October 26–28, 2020 | Durham, NC

Abstract for Session 5F: Tuesday 3:30–5:00

Session 5F
Step Up, Get Ready, Respond! Taking Flood Resilience to School
LINCOLN

Convened Session   Step Up, Get Ready, Respond! Taking Flood Resilience to School

Merrie Koester (organizer) — University of South Carolina
Jennifer Albert — The Citadel
Jared Bramblett — Davis and Floyd, Inc.

Imagine a Flooding School in a low income housing project in the center of an EDUCATIVE RESILIENCE-GENERATING-SYSTEM (ERGS), which is fed and sustained by the ENERGY OF COMMUNITY. The goal of the collective impact effort is to disrupt a state of“educational vulnerability” (lack of access to information and knowledge) by legitimizing and positioning historically marginalized middle school youth as important potential resources of knowledge about flood hazard risks.

Through the coming together of people, ideas, and time, and expertise, Kids Teaching Flood Resilience (https://www.kidsteachingfloodresilience.com/) has formed on the Charleston, SC, peninsula. Now beginning its third year, the project is growing stronger, with more and more community partners serving as mentors and/or consultants. Facilitated by Dr. Merrie Koester of the USC Center for Science Education, the project has the support of leaders from over 16 organizations, including four different City government offices and two other higher education institutions — the Citadel and the College of Charleston. The emerging schools-to-community curriculum includes an academically rigorous study of science, mentor-led place-based learning about the flooding problem, and the development of creative competencies for youth to make, publically share, and test the impacts of their sharing to safeguard their flooding communities before and during extreme weather events. Every level of interaction in the model is guided by three questions: 1) What you gotta NOTICE? 2) What you gotta KNOW? 3) What can you D0 or MAKE with the INFO?

We believe the Kids Teaching Flood Resilience model can be implemented as a climate-impact tool in other flooding, low-income school communities. We will share findings and products from two pilot studies, which show that our model is doable, feasible, and implementable. Our two music videos, featuring middle school students making specific calls to action, have been vetted by multiple flood hazard risk specialists and deemed to have significant potential.
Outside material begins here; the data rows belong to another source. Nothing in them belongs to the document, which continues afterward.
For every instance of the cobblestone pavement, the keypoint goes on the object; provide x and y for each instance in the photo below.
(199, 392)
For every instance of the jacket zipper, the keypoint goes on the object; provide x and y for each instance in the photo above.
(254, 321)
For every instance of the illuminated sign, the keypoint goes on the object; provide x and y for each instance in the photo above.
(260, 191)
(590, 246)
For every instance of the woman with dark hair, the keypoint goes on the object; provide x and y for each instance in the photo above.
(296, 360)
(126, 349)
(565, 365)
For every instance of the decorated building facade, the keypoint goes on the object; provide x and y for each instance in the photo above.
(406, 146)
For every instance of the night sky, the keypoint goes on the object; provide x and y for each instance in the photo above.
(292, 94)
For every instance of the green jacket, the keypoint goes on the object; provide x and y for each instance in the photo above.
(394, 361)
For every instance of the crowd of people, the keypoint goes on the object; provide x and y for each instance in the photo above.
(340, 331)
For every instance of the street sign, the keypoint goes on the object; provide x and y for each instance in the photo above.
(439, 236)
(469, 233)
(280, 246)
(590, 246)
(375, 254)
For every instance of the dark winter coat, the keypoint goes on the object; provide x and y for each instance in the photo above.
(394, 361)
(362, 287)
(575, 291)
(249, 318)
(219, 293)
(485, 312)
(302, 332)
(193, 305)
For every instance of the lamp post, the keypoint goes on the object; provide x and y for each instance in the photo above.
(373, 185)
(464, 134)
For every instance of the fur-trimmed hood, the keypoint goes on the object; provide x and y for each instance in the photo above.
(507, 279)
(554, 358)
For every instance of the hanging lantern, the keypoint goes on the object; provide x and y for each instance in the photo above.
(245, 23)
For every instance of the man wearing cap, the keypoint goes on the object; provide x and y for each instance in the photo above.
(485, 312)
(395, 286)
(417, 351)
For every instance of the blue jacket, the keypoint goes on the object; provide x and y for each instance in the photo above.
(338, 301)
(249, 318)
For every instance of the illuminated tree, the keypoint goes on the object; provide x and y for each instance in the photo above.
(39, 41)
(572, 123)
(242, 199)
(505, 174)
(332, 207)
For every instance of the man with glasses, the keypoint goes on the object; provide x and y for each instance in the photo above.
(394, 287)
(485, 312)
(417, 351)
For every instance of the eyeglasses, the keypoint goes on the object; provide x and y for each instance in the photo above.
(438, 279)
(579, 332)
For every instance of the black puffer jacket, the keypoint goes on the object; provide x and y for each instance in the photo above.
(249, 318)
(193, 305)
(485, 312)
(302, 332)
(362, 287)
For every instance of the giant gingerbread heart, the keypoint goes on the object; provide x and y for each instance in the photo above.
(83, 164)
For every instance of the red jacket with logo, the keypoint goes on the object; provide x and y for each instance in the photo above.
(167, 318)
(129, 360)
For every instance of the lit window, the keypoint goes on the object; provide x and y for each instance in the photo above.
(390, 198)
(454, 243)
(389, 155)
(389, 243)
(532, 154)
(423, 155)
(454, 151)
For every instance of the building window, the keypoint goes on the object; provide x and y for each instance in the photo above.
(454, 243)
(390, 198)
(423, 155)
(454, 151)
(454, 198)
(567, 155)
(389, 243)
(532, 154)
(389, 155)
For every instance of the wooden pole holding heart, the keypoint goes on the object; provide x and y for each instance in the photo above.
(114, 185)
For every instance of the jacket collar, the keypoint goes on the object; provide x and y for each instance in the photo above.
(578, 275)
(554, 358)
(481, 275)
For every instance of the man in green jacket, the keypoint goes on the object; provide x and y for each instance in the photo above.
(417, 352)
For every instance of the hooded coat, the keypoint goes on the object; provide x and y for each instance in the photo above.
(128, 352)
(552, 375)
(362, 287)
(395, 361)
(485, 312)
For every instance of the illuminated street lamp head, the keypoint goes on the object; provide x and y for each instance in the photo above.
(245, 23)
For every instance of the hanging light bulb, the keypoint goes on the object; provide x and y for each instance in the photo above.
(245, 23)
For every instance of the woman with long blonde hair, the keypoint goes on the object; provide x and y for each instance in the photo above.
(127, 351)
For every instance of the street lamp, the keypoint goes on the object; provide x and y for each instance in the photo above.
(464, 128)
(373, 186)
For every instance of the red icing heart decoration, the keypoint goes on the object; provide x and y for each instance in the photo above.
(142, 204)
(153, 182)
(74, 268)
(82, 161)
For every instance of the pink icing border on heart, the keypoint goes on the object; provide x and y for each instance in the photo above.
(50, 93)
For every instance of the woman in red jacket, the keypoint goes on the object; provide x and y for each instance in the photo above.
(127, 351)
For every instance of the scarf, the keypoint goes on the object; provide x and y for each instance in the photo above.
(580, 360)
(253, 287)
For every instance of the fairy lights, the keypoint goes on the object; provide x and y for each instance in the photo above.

During this workshop, we hope to stimulate conversations about how to take this emerging work to the next level. For example, how can we better incorporate existing community wisdom and funds of knowledge to determine levels of existing flood resilience literacy? What accessible new tools might we co-make with youth to improve community flood resilience and legitimize their efforts as flood resilient citizen scientists? Please do join us!